A friend suggested Cal State Long Beach, and Brian ended up getting a degree in mechanical engineering, followed by a career in the booming aerospace industry in SoCal. Brian was not, however, very keen on beer until about 2005. An older friend headed regular outings to local breweries, and this friend had finally convinced Brian to join him for beer. He took him to a Yard House, and they sampled through a flight of four ambers, sampling each in turn. “So I go through those beers. I look at them at the end and I’m just like, Holy cow—I’ve just been missing so much by not being involved in this.” A Mr. Beer kit received a month later for his birthday was soon jettisoned in favor of all-grain brewing systems of increasing complexity.
The original plan had been to start up a business making high-performance race cars and hot rods, operating out of a massive detached garage/workshop Brian had been putting together. The 2,400-sq. ft. facility, with everything from a lathe mill to an engine dynamometer, was lost to a southern-California forest fire sparked by an arsonist in 2007. Living with family nearby for the interim, Brian quickly grew restless. “Within a week, I went and got a cooler and a turkey fryer, and I was just brewing to kind of keep my sanity.” When it came time to rebuild, Brian was (wisely) asked by his wife to make a decision—to focus on one of the two roads ahead.
Brian chose to brew. Four years after that decision, Valiant opened.
Today, after a whole lot of steps in between, the Schoepfers share the efforts of running one of Orange County’s great breweries. Brian does all its welding, fabrication work and brewing. His wife Kelly handles the less-fun paperwork, among myriad other things. For 2016, Valiant plans to release 29 different beers, including a major refresh to their core lineup. Those plans for 2016 kick off with the release of Chernyy Medved—an exclusive to The Rare Beer Club.®
This month’s featured selection of Chernyy Medved was especially interesting in terms of its core notes, layering additions of vanilla and cherries against the chocolate core of a Russian-style imperial stout. The fact that this combo works—relative to, say, gose with eucalyptus—shouldn’t be shocking. It actually got me thinking about another release we’d had in The Rare Beer Club earlier this year: the Wekken Sour collab from Left Hand and De Proef, which is a blend of imperial stout and Flemish sour.

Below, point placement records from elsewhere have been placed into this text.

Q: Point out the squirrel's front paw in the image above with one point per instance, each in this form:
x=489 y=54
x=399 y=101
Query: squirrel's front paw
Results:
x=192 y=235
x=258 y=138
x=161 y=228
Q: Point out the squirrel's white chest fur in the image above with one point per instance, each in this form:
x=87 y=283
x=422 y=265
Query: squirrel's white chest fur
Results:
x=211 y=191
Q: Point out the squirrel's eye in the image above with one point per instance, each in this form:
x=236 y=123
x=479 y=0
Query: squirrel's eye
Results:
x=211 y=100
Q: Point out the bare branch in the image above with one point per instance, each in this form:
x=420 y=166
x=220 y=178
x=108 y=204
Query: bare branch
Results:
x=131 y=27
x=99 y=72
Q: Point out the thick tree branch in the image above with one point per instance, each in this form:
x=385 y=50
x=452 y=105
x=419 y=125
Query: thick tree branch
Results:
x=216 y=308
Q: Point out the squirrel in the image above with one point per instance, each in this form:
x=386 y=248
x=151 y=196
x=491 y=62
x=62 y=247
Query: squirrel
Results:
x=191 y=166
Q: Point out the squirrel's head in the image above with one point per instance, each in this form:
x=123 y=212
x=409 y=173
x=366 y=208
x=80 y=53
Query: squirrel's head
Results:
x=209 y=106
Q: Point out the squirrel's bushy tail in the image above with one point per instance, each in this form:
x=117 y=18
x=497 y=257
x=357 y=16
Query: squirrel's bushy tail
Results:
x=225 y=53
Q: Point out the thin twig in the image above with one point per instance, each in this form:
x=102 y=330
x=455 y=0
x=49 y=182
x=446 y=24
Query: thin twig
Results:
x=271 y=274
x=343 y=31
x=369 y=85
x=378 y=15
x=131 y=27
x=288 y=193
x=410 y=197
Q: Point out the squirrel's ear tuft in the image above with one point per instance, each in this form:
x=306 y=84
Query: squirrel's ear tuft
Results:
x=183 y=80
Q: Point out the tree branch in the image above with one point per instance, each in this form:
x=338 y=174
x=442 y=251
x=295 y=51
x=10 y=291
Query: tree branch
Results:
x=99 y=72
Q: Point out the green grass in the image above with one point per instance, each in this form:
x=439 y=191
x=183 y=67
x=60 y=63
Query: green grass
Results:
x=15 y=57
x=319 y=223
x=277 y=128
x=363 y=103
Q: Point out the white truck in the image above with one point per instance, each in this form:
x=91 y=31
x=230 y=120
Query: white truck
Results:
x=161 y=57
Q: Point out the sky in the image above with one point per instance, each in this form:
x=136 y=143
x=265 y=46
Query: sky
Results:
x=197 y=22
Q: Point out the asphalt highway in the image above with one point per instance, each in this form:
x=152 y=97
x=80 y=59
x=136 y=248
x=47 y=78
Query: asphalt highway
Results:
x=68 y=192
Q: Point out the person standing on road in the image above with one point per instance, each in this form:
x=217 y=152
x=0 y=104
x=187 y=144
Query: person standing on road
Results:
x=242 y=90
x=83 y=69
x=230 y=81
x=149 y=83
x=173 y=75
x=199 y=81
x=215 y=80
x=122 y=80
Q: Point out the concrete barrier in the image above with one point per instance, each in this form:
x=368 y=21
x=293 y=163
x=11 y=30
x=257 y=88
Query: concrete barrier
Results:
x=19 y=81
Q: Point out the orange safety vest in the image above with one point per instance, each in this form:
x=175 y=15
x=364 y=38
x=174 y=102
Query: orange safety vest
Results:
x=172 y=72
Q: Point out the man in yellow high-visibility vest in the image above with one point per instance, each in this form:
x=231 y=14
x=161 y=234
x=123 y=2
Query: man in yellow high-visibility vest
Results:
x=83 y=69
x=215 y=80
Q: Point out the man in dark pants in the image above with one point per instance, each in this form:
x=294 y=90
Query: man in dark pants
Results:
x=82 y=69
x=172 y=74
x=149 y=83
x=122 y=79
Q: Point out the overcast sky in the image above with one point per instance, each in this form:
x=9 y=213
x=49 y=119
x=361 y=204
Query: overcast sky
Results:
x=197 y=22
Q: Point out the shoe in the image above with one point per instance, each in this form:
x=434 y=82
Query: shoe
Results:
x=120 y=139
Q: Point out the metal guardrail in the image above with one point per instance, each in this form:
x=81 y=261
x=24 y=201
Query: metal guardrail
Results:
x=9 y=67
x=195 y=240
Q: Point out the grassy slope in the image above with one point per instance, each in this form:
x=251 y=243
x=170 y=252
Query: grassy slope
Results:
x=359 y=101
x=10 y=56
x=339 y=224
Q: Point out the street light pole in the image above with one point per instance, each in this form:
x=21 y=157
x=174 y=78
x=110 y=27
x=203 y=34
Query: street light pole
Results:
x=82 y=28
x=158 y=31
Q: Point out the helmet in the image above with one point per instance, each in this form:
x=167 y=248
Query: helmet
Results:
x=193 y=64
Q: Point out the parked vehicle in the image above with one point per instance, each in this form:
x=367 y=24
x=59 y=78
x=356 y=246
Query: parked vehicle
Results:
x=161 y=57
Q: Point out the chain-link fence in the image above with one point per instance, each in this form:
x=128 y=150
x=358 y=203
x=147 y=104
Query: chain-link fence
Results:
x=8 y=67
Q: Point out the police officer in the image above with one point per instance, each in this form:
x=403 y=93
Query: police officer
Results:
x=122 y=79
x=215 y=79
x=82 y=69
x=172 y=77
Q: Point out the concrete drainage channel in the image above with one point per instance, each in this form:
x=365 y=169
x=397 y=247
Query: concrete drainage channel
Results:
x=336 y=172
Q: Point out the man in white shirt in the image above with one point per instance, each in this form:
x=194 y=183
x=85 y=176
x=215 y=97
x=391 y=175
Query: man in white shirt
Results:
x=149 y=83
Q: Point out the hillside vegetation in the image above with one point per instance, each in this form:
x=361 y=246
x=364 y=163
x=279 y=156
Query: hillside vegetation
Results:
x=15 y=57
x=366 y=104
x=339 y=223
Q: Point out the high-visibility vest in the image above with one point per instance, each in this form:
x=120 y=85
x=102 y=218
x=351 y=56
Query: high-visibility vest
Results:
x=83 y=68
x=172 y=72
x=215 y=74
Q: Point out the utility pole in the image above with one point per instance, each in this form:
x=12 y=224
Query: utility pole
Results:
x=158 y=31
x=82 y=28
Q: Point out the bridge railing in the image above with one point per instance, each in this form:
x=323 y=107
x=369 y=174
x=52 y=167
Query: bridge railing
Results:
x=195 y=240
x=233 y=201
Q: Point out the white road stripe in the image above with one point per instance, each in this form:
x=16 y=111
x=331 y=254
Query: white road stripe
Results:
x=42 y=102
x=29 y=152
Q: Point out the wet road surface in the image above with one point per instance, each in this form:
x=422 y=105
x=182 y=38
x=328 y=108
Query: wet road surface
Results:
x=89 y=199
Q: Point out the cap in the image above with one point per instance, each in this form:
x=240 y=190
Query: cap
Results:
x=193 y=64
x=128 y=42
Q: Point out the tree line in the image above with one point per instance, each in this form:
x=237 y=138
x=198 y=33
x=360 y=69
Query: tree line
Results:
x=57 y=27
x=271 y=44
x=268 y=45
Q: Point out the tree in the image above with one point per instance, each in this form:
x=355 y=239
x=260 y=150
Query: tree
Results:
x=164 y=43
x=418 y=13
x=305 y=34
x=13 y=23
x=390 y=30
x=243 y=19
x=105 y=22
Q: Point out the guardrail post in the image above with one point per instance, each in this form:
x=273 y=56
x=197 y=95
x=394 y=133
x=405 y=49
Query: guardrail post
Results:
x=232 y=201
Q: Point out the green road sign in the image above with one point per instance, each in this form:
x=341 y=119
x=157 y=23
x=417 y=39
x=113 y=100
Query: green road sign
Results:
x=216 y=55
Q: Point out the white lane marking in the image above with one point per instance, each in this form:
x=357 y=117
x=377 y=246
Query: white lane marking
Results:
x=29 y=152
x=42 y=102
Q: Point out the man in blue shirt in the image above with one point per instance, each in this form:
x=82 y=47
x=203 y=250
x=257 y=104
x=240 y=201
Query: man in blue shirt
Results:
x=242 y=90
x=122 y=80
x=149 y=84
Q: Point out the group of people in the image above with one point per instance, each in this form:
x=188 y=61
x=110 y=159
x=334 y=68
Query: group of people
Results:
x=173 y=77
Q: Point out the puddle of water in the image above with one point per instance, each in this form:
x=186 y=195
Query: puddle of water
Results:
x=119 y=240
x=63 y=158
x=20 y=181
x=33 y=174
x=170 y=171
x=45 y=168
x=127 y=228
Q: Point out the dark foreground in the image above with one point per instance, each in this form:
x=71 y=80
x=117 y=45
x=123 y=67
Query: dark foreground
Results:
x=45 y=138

Think about it: what top notes did that sour add?
Brightening red-fruit character. Notes approximating vanilla from the oak aging. (The fact of Chernny Medved having pine and smoked wood appearing as tertiary notes doesn’t hurt the comparison). Both beers have as foundational points the cherries, the vanilla and the stout.

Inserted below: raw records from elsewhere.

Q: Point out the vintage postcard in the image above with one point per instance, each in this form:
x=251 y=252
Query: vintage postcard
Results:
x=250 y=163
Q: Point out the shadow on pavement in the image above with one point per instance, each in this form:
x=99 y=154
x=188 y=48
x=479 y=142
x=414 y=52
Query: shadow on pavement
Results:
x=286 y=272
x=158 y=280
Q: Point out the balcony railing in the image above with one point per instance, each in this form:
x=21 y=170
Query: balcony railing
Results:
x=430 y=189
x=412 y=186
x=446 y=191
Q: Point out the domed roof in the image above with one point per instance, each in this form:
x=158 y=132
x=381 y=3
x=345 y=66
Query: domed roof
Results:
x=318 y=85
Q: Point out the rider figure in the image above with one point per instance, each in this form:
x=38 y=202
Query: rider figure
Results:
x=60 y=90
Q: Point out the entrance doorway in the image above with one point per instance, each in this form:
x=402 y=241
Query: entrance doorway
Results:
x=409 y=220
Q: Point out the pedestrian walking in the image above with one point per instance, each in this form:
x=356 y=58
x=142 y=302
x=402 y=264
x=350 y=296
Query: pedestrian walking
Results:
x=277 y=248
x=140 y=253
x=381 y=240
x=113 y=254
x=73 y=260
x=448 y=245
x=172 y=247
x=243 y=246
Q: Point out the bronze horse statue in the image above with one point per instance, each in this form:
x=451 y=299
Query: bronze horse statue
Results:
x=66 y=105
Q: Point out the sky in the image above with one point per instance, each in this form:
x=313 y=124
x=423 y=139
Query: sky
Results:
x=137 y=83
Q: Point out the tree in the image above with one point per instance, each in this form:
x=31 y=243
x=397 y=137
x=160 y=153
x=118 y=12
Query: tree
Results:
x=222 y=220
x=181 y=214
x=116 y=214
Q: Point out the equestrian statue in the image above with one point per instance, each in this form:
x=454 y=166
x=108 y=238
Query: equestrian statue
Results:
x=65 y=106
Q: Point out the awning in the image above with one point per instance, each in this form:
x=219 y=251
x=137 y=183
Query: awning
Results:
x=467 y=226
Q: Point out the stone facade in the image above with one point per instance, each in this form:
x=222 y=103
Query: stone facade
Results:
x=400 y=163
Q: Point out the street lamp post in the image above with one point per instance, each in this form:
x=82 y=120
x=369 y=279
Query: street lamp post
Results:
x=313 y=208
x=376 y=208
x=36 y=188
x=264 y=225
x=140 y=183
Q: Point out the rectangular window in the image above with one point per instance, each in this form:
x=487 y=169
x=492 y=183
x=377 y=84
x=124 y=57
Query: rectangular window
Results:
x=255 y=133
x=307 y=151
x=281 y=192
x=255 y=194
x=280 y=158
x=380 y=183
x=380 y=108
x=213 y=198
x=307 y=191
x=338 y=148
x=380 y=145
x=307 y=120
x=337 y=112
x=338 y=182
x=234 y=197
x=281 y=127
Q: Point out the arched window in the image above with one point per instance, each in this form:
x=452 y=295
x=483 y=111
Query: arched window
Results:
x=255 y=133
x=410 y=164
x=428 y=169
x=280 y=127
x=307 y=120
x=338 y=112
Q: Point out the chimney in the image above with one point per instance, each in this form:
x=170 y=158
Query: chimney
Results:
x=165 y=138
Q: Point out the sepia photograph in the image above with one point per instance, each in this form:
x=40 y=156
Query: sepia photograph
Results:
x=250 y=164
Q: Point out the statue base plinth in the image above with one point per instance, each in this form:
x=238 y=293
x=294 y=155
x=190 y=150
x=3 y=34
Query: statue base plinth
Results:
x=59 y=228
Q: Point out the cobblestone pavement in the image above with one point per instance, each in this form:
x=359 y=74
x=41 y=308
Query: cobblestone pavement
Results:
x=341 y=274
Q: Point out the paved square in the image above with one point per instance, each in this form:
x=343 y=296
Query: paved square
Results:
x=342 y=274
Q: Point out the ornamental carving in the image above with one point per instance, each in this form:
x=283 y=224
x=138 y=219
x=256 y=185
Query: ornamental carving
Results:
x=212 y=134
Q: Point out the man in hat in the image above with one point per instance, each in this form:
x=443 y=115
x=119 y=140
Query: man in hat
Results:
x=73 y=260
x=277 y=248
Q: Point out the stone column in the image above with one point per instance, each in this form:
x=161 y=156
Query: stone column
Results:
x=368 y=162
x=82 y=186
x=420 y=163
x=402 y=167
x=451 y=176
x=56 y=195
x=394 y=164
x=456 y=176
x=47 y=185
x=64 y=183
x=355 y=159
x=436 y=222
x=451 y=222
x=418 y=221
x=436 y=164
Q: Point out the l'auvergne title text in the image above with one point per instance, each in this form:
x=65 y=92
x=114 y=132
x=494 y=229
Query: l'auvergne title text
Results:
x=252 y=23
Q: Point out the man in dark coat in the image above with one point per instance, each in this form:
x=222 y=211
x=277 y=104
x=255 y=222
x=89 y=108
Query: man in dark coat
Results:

Of course this works. Vanilla plays well with fruits, and especially in cherry form, in a variety of ways: cherry cheesecake, cherry-vanilla ice cream—even, getting closer to stout turf, in the myriad cherry-vanilla colas in existence. Add in that robust chocolate of a heavier stout core, and we’re in the narrower neighborhood of milk chocolate-covered cherries and a classic ice cream sundae. Even for core stouts with profiles deviating well beyond chocolate, aspects of caramel (similarly friendly to fruits and vanilla) and cola (per above) fill in any space just fine.
Stouts with vanilla-bean additions aren’t as tough to track down (with the majority of vanilla additions going into some sort of stout or porter base). Both Cycle and Cigar City in Florida have multiple vanilla-and-cherry versions of their darker offerings. Alaskan Brewing’s got an occasional baltic porter in its Pilot Series, brewed with black cherries and whole vanilla bean. Others—Ballast Point, Deschutes, Stone—offer up cherry-vanilla options in limited supply.